This is the first in a series of roundups of elusive, extraordinary, and rarely screened movies currently playing in New York City. This week: Bresson’s “A Man Escaped,” playing at Film Forum through January 26.
The original title of Bresson’s “A Man Escaped” (1956), “Un condamné à mort s’est échappé ou Le vent souffle où il veut,” hints at the film’s religious undertones, with the subtitle taken from a biblical passage:
The wind bloweth where it listeth and thou hearest the sound thereof, but canst not tell whence it cometh, and whither it goeth: so is every one that is born of the Spirit — John 3:8
A deceptively simple story of a French resistance fighter attempting to escape from a Nazi prison, the film combines Bresson’s own experiences in a German POW camp with the memoirs of script consultant André Devigny to fashion a parable of resurrection through the passion of faith. As in many Bresson films, the plot is secondary (it’s all there in the title); transcendence lies in the process, the story told with such clarity, precision, and conviction that its hyper-realism lends it a spiritual dimension.
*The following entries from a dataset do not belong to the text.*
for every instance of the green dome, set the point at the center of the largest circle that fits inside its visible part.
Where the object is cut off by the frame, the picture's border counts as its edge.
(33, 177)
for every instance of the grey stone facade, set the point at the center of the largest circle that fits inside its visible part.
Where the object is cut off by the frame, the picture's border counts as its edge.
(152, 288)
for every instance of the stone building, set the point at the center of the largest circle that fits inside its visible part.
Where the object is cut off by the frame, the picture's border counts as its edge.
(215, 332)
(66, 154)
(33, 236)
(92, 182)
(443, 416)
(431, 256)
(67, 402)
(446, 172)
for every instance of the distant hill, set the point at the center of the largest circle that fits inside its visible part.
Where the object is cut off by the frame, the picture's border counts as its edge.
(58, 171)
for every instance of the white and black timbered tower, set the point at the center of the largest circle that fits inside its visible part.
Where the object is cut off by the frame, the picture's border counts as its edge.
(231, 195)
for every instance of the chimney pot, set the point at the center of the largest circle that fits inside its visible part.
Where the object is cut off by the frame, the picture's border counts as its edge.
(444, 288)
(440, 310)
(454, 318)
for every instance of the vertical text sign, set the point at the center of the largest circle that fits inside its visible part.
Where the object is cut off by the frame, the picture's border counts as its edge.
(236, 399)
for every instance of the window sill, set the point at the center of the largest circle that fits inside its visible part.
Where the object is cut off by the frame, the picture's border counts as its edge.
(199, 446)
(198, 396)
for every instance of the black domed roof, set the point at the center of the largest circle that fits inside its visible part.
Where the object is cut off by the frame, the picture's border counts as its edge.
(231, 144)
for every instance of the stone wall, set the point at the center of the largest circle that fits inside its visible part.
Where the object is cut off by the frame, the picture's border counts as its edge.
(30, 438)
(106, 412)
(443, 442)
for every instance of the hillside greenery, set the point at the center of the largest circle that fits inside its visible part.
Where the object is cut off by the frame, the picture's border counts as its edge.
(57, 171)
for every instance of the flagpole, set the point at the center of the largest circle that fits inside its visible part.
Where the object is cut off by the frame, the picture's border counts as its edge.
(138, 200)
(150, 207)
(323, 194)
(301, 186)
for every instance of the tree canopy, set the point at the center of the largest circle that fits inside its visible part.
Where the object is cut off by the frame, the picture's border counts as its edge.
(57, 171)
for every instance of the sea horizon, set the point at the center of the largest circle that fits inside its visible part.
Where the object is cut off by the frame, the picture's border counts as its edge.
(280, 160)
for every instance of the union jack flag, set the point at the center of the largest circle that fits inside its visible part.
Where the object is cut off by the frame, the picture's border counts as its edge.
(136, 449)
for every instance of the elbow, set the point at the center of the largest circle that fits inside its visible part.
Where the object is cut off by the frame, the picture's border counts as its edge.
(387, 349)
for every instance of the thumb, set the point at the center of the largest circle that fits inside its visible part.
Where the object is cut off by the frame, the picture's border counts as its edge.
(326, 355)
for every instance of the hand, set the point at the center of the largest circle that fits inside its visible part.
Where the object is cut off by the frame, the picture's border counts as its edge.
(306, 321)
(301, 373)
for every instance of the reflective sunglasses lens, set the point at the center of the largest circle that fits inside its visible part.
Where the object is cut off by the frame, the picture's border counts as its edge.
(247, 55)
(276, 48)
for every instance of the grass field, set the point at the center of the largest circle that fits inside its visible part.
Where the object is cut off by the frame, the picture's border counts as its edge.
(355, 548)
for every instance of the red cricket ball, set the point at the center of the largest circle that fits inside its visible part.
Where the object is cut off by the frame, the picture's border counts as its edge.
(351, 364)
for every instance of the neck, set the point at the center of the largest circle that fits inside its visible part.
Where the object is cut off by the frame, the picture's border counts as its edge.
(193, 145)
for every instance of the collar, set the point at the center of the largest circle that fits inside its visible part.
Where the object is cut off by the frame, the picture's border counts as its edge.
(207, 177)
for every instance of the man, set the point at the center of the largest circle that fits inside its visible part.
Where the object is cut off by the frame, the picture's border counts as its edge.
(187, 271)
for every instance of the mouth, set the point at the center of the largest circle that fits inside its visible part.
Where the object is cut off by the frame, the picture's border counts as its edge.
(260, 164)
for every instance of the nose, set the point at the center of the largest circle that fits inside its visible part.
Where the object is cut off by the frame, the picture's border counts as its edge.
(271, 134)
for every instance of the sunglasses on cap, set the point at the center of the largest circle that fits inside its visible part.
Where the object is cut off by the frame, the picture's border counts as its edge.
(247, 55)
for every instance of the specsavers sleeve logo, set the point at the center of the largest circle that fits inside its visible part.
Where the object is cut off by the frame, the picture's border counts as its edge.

Bresson directs his amateur “actor-models” away from any melodramatic emoting, creating stoic perfomances that slowly reveal the majesty and psychological depths of the story via the shifting tensions between actions and objects. This unique blend of the mystical and the mundane lends Bresson’s film a sense of purity equaled by few other filmmakers. The spare dialogue is augmented by a complex sound design and judicious use of Mozart’s Great Mass in C minor (which the composer wrote as a work of Thanksgiving for the recovery of his fiancee from a serious illness.)
More than any other POW film, with the possible exception of Jean Renoir’s “La Grande Illusion,” A Man Escaped examines the mechanics of escape to provide a deeper understanding of the essence of freedom and the means of attaining it.